Grantham on transportation bill: ‘There’s going to be some significant changes.’
The transportation bill the House passed two weeks ago will look a lot different when the state Senate gets done with it.
That’s the word from Senate President Grantham on “The Ross Kaminsky Show” on TalkRadio 630 KHOW the other day.
That sales tax hike we’ve been hearing so much, the one that’s going to widen interstates and pay for more transit, is “about 50-50,” Grantham said. “It’s got an uphill climb in the Senate.”
He vowed, “There’s going to be some significant changes.”
Here’s the whole bit:
The currently proposed 0.62 percent sales tax increase will be lowered in the Senate, Grantham said at the end of his 17-minute monthly chat on Kaminsky’s morning show.
He didn’t elaborate because time was running out.
Grantham agreed it was a hard pillow to swallow for Republicans to ask voters for a tax increase.
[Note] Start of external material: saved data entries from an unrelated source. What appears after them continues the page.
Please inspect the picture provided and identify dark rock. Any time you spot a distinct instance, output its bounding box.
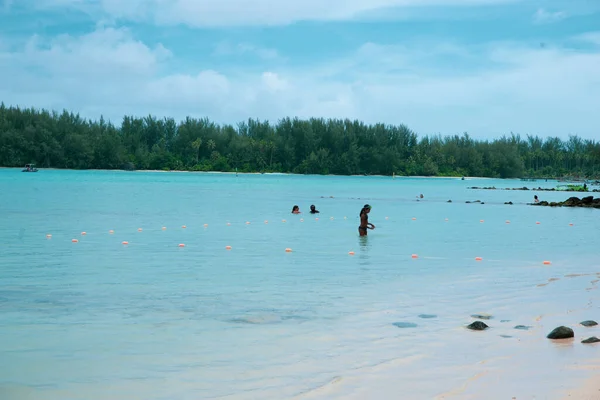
[582,196,594,204]
[581,320,598,327]
[504,201,513,205]
[582,336,600,344]
[500,320,511,323]
[465,201,471,204]
[471,314,493,320]
[447,200,452,203]
[547,326,574,339]
[515,325,531,330]
[467,321,489,331]
[393,322,418,328]
[418,314,437,319]
[480,202,485,205]
[499,334,512,338]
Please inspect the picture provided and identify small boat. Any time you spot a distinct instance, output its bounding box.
[22,164,39,172]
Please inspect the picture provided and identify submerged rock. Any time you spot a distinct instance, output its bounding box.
[467,321,489,331]
[504,201,513,205]
[393,322,418,328]
[500,320,511,323]
[514,325,532,330]
[418,314,437,319]
[582,337,600,344]
[580,320,598,327]
[547,326,574,339]
[471,313,493,320]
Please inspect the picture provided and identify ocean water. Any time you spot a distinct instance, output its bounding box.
[1,169,599,400]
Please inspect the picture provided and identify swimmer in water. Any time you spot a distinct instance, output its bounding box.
[309,204,320,214]
[291,205,301,214]
[358,204,375,236]
[534,195,539,203]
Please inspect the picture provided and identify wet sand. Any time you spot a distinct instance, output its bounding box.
[562,373,600,399]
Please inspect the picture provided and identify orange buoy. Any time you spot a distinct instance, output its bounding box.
[411,254,418,259]
[162,226,167,230]
[81,232,86,235]
[569,223,574,226]
[475,257,483,261]
[178,243,185,247]
[182,225,187,229]
[285,248,292,253]
[543,260,551,265]
[536,221,540,225]
[246,221,250,225]
[46,234,52,239]
[109,230,114,234]
[348,251,355,256]
[412,217,417,221]
[225,245,232,250]
[122,241,129,245]
[138,228,143,232]
[72,239,78,243]
[204,224,208,228]
[227,223,231,226]
[479,220,484,223]
[282,219,286,223]
[315,218,319,221]
[385,216,389,220]
[264,220,268,224]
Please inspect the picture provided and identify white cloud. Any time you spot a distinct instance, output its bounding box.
[1,28,599,139]
[213,42,280,60]
[532,8,567,24]
[32,0,522,26]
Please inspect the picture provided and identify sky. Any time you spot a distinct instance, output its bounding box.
[0,0,599,139]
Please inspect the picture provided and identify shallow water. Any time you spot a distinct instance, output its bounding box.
[1,170,599,400]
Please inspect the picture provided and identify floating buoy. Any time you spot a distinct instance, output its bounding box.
[300,218,304,222]
[412,218,417,221]
[246,221,250,225]
[72,239,78,243]
[385,216,389,220]
[506,220,510,224]
[81,232,86,236]
[475,257,483,261]
[315,218,319,221]
[109,230,114,234]
[411,254,418,259]
[348,251,355,256]
[46,234,52,239]
[162,227,167,230]
[536,221,540,225]
[225,245,232,250]
[122,241,128,245]
[330,217,334,220]
[282,219,286,223]
[264,220,268,224]
[479,220,484,223]
[138,228,143,232]
[445,218,449,221]
[569,223,574,226]
[182,225,187,229]
[543,261,551,265]
[285,248,292,253]
[204,224,208,228]
[178,243,185,247]
[227,223,231,226]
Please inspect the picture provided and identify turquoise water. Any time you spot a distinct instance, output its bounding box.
[1,170,599,399]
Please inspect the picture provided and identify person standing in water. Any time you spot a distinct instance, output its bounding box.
[358,204,375,236]
[309,205,320,214]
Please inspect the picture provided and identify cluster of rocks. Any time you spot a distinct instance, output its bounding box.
[466,315,599,344]
[531,196,600,209]
[468,186,599,192]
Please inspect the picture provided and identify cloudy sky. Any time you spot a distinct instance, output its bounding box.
[1,0,599,139]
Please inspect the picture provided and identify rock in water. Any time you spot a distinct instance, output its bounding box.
[471,313,493,320]
[514,325,531,330]
[467,321,489,331]
[582,337,600,344]
[393,322,418,328]
[580,320,598,327]
[547,326,574,339]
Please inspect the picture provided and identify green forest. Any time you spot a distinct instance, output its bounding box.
[1,103,599,178]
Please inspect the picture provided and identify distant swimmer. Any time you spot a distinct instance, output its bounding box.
[291,205,301,214]
[309,205,320,214]
[358,204,375,236]
[534,195,540,203]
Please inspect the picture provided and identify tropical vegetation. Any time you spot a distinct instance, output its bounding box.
[1,103,599,178]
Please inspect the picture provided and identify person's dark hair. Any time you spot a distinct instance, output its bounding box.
[360,204,371,217]
[292,205,299,212]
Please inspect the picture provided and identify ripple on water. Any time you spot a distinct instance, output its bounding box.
[393,322,418,328]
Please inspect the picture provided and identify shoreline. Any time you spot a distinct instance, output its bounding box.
[562,373,600,399]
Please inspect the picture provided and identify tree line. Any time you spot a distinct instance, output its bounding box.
[1,103,599,178]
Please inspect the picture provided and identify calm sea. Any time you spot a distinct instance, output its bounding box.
[1,170,599,400]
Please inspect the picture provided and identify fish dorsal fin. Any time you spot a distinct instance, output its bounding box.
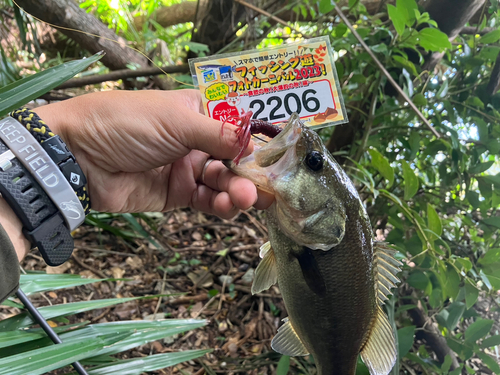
[360,306,397,375]
[251,242,277,295]
[373,242,402,304]
[259,241,272,258]
[271,317,309,356]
He was coy, however, when Kaminsky pressed him on whether he gave in to allow a vote, knowing it would fail to force Democrats next year to concede to spending more on transportation from the existing budget.
As House Bill 1242 is currently written, no money out of the state budget goes into the $3.5 billion the state would borrow for stuff like widening Interstate 25 north of Monument and Denver, and addressing traffic jams on I-70 to and from the mountains.
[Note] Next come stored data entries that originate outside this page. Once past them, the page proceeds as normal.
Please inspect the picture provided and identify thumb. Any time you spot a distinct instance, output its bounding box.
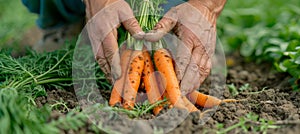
[144,30,166,42]
[110,48,122,81]
[132,31,145,40]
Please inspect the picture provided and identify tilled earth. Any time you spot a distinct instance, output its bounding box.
[36,55,300,134]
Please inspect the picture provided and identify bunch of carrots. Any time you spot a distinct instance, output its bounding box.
[109,0,233,115]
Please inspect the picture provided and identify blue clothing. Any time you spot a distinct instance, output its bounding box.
[22,0,187,29]
[22,0,85,29]
[161,0,187,14]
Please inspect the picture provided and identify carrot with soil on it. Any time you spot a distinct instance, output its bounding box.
[122,50,145,109]
[109,49,133,106]
[154,48,196,112]
[187,90,237,108]
[142,50,164,115]
[155,71,173,108]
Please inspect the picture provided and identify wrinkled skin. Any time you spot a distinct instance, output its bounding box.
[145,0,227,95]
[84,0,144,82]
[84,0,227,94]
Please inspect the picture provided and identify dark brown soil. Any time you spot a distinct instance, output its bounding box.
[35,54,300,134]
[35,88,78,112]
[169,56,300,134]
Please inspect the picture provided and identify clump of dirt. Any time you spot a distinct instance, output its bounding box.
[35,88,78,112]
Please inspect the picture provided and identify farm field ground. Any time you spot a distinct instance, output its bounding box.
[1,0,299,133]
[33,55,300,133]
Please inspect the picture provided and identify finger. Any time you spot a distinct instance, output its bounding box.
[199,56,211,85]
[196,45,211,87]
[144,30,166,42]
[132,31,145,40]
[86,21,112,82]
[111,36,129,82]
[119,43,128,55]
[95,42,111,82]
[174,37,193,82]
[180,45,209,95]
[102,30,121,81]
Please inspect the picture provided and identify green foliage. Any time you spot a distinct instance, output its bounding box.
[0,88,58,134]
[0,44,109,133]
[96,99,167,118]
[123,0,167,50]
[0,48,74,101]
[0,43,109,92]
[218,0,300,89]
[50,111,87,131]
[127,0,167,30]
[0,0,36,47]
[0,87,92,134]
[227,83,250,96]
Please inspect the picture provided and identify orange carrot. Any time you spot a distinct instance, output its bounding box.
[142,50,164,115]
[109,49,133,106]
[123,50,145,109]
[154,48,192,111]
[187,91,221,108]
[155,73,174,108]
[187,90,236,108]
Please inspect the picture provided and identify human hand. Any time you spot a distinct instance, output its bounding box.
[145,0,227,95]
[84,0,144,82]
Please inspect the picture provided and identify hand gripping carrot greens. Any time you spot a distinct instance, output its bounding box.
[107,0,236,115]
[109,0,167,113]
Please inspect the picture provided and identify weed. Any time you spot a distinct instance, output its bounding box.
[227,83,250,96]
[214,113,280,134]
[50,99,70,113]
[95,99,167,118]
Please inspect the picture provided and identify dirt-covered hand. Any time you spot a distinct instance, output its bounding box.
[84,0,144,82]
[145,0,227,95]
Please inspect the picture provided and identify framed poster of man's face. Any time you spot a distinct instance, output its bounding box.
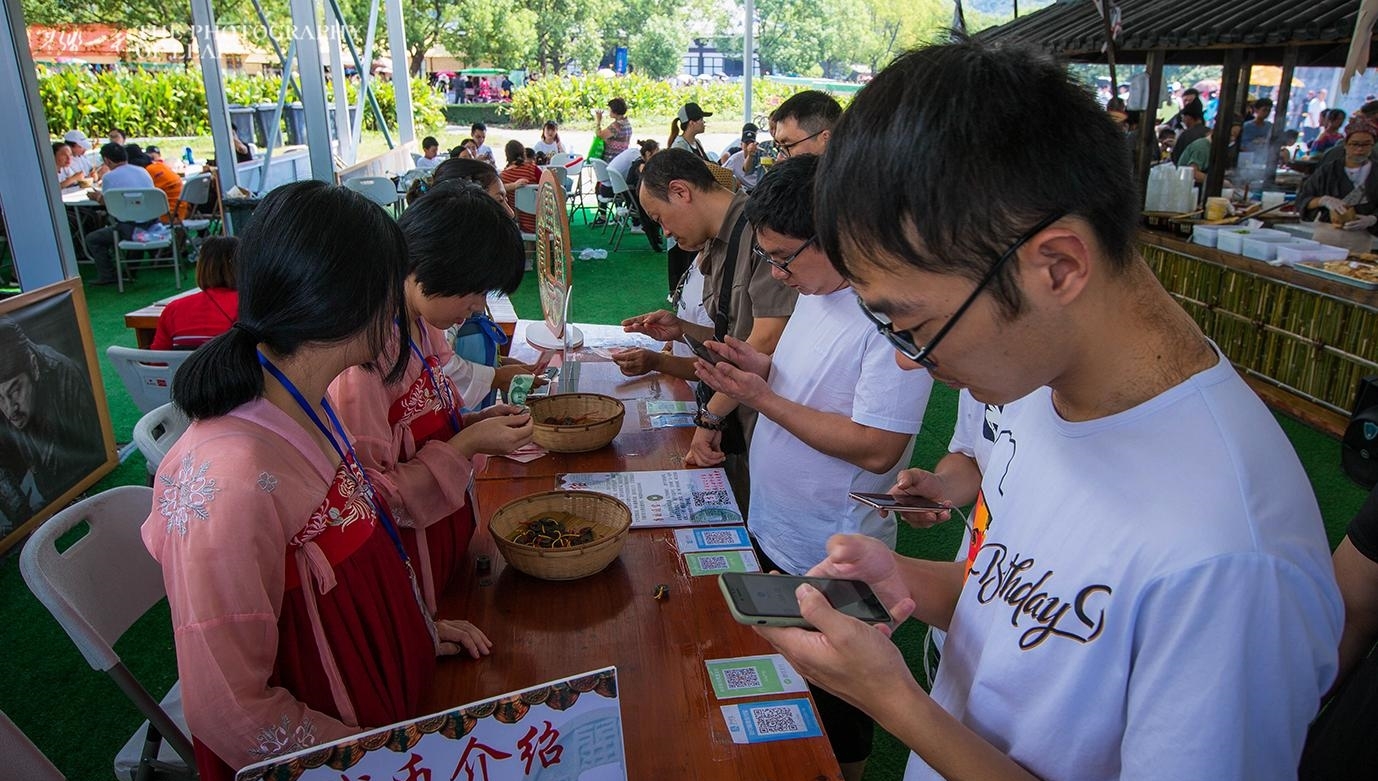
[0,278,116,552]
If voters shoot down a tax increase, the “message coming back next January is, ‘Listen, we came through with giving an opportunity to the people of Colorado, and they said stick it in your ear,’” Grantham said.
The Senate president also talked about the highs and lows of the session, which enters its final month this week.
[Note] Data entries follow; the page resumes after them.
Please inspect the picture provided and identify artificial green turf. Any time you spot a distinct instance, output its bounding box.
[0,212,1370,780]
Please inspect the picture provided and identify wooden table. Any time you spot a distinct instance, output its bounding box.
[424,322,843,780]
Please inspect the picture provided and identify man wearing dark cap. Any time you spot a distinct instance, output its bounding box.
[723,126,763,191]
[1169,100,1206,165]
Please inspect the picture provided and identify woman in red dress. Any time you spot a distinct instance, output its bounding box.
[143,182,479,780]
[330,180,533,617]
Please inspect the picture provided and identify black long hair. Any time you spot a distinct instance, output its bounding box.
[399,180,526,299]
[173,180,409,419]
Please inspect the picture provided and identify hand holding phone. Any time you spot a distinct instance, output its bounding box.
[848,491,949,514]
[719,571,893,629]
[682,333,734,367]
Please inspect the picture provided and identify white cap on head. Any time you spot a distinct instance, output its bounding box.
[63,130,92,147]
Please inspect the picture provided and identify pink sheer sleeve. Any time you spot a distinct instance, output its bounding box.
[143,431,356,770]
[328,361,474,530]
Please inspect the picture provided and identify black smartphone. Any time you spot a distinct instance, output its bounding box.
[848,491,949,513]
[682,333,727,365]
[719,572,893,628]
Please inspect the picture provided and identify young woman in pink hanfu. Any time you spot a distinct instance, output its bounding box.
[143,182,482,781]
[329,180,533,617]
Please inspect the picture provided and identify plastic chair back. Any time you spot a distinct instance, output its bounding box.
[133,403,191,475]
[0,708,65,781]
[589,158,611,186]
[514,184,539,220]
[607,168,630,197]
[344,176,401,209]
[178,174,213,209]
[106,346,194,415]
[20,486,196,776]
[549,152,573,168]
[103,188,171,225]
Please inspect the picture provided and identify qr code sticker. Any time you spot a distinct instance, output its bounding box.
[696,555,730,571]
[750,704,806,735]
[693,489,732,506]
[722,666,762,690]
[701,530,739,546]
Grantham cited Senate Bill 62, the free speech on campus bill signed into law by the governor last week.
“It’s a remarkable thing that we have to do something like that, that we have to tell university and college campuses they have to respect the rights of free speech in the public arena.” he told Kaminsky.
He noted that 4/20 celebrations have the same rights as religious displays, which might be why the bill united the parties “virtually untouched by no vote.”
The lows?
“They’re still in the works,” Grantham said.